The group said in a trade update that its full-year operating profit would be in the range of £ 225m-£ 245m, against previous analyst expectations of revenues of up to £ 260m.
The British government has forced betting makers to increase control in areas such as money laundering and gambling problems, by conducting additional checks on people who bet online. Chancellor Philip Hammond also plans to increase taxes paid by gambling companies that base their operations offshore.
"Changes in adverse regulations and taxes will have an impact on online profit growth in 2018 and 2019, including an improved customer due diligence process and increased long-distance gaming tasks to 21 percent," said William Hill chief executive Philip Bowcock.

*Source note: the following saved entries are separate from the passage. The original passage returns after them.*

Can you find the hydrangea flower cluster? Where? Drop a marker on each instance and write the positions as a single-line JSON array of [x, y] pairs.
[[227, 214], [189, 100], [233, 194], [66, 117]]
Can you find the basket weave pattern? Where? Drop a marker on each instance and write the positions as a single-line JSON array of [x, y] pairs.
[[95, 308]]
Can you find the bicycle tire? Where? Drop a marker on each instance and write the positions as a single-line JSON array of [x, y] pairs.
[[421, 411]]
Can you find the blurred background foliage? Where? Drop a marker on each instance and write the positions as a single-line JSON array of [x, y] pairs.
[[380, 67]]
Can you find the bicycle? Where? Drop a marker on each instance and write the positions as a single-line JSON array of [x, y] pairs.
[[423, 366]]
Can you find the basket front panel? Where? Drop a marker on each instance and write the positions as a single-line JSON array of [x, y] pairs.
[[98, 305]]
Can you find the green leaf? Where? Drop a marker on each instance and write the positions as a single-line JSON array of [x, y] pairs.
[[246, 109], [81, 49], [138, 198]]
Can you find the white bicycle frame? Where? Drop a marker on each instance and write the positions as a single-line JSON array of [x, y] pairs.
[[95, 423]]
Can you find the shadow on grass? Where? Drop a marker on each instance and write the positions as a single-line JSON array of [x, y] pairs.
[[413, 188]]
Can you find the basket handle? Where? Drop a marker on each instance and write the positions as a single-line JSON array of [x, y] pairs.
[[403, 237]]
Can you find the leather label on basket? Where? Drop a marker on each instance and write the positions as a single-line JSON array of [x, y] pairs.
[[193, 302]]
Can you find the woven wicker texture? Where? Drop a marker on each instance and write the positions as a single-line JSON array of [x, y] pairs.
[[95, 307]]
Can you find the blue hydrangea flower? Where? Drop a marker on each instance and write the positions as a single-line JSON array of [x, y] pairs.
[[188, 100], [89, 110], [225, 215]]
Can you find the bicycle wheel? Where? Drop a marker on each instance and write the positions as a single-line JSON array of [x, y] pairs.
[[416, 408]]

"The gross effect is to reduce profits by £ 20 million in 2018 and then £ 25 million by 2019," the group added, while also predicting that its online business will return to profit growth from 2020.
In the period from June 27 to October 23, William Hill said online net income had fallen 5 percent, while store income was 4 percent lower. The US business group is a bright spot, however, with revenues up 6 percent.
"We continue to experience a period of significant change for our industry and have made important changes over the past two years to change our digital business, expand our management team and increase our financial flexibility ahead of major regulatory changes," Bowcock said. .
After the first few minutes of London trading, stocks had recovered slightly to trade 6.5 percent lower at 199.8p.